We started at the Berliner Dom, an evangelical church in the middle of a godless city, with its stunning views over my beloved yet, un-beautiful, favorite city. Berlin is not Paris or Prague. Its beauty comes not from well-groomed gardens and gorgeous old buildings, but from its history, its decay, its stories.  The way it’s never given up.

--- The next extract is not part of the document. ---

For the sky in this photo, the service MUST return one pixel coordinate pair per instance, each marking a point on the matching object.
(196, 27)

From the top of the Dom you can look in all directions over a once-destroyed, once-walled city and see neither–but feel it all.

After the Dom, we alighted a boat to tour the city by water, floating down the Spree; past the train station where families were split between East and West; past the markers for those who were shot trying to escape; past the Reichstag, whose burning brought Hitler to power before it sat, half a century in disrepair, born again only after reunification and now capped with a glass dome to symbolize the transparency and rebirth of democratic governance.

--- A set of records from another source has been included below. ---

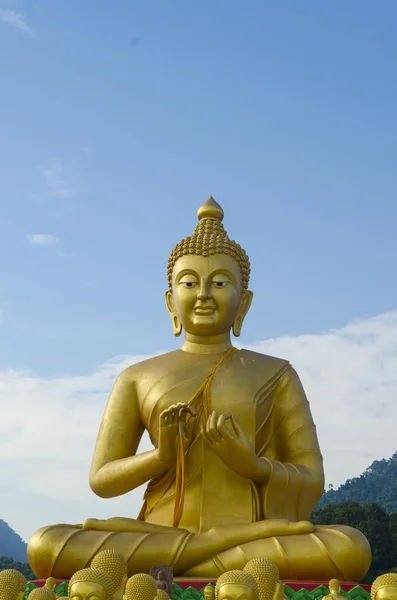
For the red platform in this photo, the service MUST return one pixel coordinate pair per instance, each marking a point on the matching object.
(200, 583)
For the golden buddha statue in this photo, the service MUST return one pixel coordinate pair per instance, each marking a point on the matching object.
(236, 468)
(12, 585)
(267, 577)
(51, 583)
(42, 593)
(236, 585)
(90, 583)
(384, 587)
(209, 592)
(113, 564)
(141, 587)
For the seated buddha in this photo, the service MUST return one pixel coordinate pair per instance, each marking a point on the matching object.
(235, 470)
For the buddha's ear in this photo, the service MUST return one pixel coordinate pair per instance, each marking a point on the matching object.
(245, 303)
(176, 324)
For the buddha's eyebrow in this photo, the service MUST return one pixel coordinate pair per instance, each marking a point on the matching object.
(224, 272)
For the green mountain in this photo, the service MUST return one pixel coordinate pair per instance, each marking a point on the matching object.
(11, 544)
(377, 485)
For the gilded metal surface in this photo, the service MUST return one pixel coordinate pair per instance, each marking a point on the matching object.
(384, 587)
(236, 468)
(267, 578)
(236, 585)
(114, 565)
(88, 584)
(141, 587)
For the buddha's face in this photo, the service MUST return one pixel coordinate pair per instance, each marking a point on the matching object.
(207, 294)
(87, 590)
(388, 592)
(236, 591)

Where the river curls along the banks of the Tiergarten (Berlin’s Central Park), we disembarked and strolled through a thick, dense forest of trees that during WW2 were hacked, split, and stolen for firewood.  A living message of regeneration now.  Gathering in a secret rose garden hidden deep inside the park, we stood for pictures at the fountain: a smiling pack of disparate souls all brought together by friendship and love.  From there, we continued to a small lake at the edge of the green, the closest Berlin gets to a real Beer Garden, and feasted on bready pretzels and potato salad and that strangest, most thirst-quenching of German beverages, a Radler; part beer, part lemon-lime soda.  I watched each of the faces around me, smiling, chatting, laughing, collecting more memories for going forward, happy with each of my 50 years.

Flash forward to this week. 

Three of us sat on our Ithaca front porch as we ate cake and fielded phone calls from many of the same souls from last year.  The connections are still there.  The people, in person, are not.  Our world, everywhere, has contracted.  Things we so long took for granted, we cannot.  Flying here and there; being part of a global life; seeing who we want, when we want—it all works a little less well this year.  So, it was a quieter birthday.  Less planning.  Less dancing.  Less meaningful in some ways—and yet, still satisfying.  Still surrounded by friendship and love, just more of it from afar.  But still reflective, too.  At 51, there’s probably more looking back than forward.  There’s maybe more pessimism where there used to be more naivete.  Definitely more fear.  More uncertainty.  And yet, 51 is nothing to spit at, as my grandma would say.  Maybe this year, that’s my lesson—not to take that for granted, either, given all that’s happening in the world.  Be happy enough with my smaller life and find ways to still seek joy.  What brought me the most joy last year?  People.  A well-peopled life. 

That’s maybe this year’s takeaway.  People.  A well-peopled life.  That’s the thing to celebrate.